This article was very thought provoking and also quite difficult for me to understand at times. Spencer has established that a male can become a ‘wastrel’ (i.e. can exhibit behaviour that does not fit into the Maasai norm) at any age, but I would definitely like to know more about these outcasts. Can they marry? Are they allowed to produce offspring? If they do produce offspring are the children allowed into Maasai society or are they excluded in some way?
I also found the dynamics of females in the Maasai to be very interesting. Their role is complex; they are daughters until they are wives, and it appears that this is how their identity is formed. Spencer’s observation that “they are ‘in time’ in the sense of bearing future generations” (154) was particularly interesting I thought. My understanding of the role of women in this system is that they are above daily life – they don’t run farms or rear animals, they don’t defend the tribe from attack, nor do they play any real role in how their society works. They are however prized for their capacity to produce children, and as the only means of ensuring the survival of the tribe. That women are ‘in time’, I believe gives some explanation as to why their role in daily life is second to the role of men. Not only are they spiritually ‘in’ time insofar as they bridge generations – they are the middle-(wo)man between the present generation and the generation to come, but arguably they are also ‘in’ time in terms of monthly menstruation and the time it takes during pregnancy from inception to delivery. Women are subject to time in a way that is far more obvious and far less ceremonial than men, and attempting to delineate the life cycle of women would be far more difficult than with men as you couldn’t arbitrarily decide when a female was to advance through the age-sets. Fertility and age-sets are vital to the Maasai and a group mentality is valued very highly: perhaps because there is no set time for when a female will begin menstruation (and become fertile), introducing a kind of middle section between being a daughter and being a wife (similar to the murran period of a male’s life) based on fertility could perhaps be quite divisive (females can begin to menstruate any time between 8 and 18 years of age).

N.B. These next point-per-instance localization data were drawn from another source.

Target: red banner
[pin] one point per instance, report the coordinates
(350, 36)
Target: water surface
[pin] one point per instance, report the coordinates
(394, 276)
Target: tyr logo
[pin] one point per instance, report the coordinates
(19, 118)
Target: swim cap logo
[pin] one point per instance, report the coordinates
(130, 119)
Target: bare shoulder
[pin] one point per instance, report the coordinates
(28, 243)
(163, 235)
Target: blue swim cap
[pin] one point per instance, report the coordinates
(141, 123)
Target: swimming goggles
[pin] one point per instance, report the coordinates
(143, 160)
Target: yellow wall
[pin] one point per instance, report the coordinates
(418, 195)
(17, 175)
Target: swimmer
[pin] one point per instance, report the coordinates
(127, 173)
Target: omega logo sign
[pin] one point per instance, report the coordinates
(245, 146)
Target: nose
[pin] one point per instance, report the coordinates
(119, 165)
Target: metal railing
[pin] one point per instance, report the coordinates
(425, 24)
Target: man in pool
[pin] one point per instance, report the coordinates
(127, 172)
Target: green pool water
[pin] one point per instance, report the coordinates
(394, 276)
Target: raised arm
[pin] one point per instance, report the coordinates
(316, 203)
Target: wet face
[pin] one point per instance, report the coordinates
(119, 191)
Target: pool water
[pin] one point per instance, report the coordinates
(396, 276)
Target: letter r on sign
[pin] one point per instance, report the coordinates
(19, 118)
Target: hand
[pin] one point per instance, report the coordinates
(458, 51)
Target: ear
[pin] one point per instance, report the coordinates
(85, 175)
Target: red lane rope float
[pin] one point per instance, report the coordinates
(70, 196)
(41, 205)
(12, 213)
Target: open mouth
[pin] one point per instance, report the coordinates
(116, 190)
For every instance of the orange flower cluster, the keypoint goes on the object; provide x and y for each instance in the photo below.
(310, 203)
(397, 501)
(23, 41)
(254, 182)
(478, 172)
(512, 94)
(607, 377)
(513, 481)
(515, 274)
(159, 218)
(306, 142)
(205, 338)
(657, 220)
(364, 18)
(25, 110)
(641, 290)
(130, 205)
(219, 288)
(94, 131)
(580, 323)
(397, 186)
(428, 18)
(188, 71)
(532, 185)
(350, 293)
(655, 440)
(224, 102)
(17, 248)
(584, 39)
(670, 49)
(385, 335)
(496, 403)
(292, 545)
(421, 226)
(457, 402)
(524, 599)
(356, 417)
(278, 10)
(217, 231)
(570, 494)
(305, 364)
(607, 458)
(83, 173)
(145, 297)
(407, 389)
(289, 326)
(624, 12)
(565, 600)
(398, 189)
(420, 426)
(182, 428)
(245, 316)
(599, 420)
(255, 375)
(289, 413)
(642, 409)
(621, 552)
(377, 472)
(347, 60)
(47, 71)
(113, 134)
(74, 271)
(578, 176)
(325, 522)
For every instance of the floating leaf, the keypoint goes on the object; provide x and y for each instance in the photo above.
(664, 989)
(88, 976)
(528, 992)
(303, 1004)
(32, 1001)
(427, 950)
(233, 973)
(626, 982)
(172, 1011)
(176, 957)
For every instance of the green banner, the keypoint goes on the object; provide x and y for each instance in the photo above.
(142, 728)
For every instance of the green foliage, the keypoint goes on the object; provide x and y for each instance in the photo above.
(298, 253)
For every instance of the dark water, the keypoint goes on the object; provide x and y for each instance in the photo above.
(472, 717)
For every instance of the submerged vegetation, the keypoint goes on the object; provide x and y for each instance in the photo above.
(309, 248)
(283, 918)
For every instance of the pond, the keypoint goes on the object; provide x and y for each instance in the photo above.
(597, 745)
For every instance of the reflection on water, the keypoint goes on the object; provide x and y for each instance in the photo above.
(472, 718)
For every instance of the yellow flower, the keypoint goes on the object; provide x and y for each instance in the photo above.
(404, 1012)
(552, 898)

This chapter has definitely been very thought-provoking, and I find myself very intrigued to know more about the daily life of women in the Maasai. That women can counter elders through their songs and dances indicates to me that their role is far more dynamic than the chapter would have you believe. Fertility is key to a female’s identity and place in the Maasai, but there is very little said about women who are infertile. Where do they live? Who supports them? What happens if they marry and then later produce no children? Is she cast out of female society (i.e. her sisters and mother and aunts and peers, etc)? For me, this article has raised more questions than it has answered.